Wildstorm: Michael Cray #1: When Warren Ellis was tasked with rebooting the Wildstorm Universe, his mandate was to come up with four titles that would be released over the course of two years. “The Wild Storm” was the first and this is the second, with writer Bryan Hill and artist N. Steven Harris working off of his ideas. In this case, his idea for the revamp of Wildstorm’s biggest and baddest assassin is for him to have an alien life form inside his head that’s either killing him, transforming him, or both. However, he’s been betrayed by his longtime employers and now needs the resources to strike back at them. So he’s back to what he does best: Killing the wrong people for the right reasons. First on his list is a sociopathic Silicon Valley billionaire by the name of Oliver Queen. While I’ve heard that this new iteration of Wildstorm will eventually cross over with the DC Universe, I don’t think that’s what we’re having here. Just the Wildstorm version of Queen set up as a bad guy who needs to get shot in the head by Cray.

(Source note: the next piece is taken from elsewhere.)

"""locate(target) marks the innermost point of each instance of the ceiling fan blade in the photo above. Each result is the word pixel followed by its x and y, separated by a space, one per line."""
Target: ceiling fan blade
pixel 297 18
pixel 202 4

Wonder Woman vol. 4: Godwatch: The solicitation text tells us that since the moment Wonder Woman arrived in our world the Godwatch has been waiting. But what have they been waiting for? I honestly have no idea and I’m actually fine with waiting until this volume comes out to get some answers. That said, this is likely going to read a little funny as it’s coming after the end of Greg Rucka’s main storyline for the series. Will it actually offer any closure or would people be better served reading his run in the order of vol. 2 “Year One,” vol. 1 “The Lies,” vol. 4 “Godwatch,” and vol. 3 “The Truth?” That’s what I want to know!
Batman: Year Two 30th Anniversary Deluxe Edition HC: “Year One” is an unmitigated classic in the DC Comics cannon. “Year Two”... not so much. If only for the moment when Batman declares that he’s going to take out this new brutal vigilante known as the Reaper with the same gun that killed his parents. Oh, and he also teams up with the man who did it, Joe Chill, to do just that. Yes, these are things that happen in this story and probably the reason it’s not referenced as much in continuity as “Year One.” Even if it does feature art from Alan Davis and some guy named Todd McFarlane who went on to do nothing of significance after this.
Two-Face: A Celebration of 75 Years: Featuring stories from the likes of Bill Finger, Peter Tomasi, Greg Rucka, and Dennis O’Neil this collection will probably read pretty well. What I really want to know is if they decided on what stories to include by coin toss. Such an approach would’ve been perfectly valid in this case.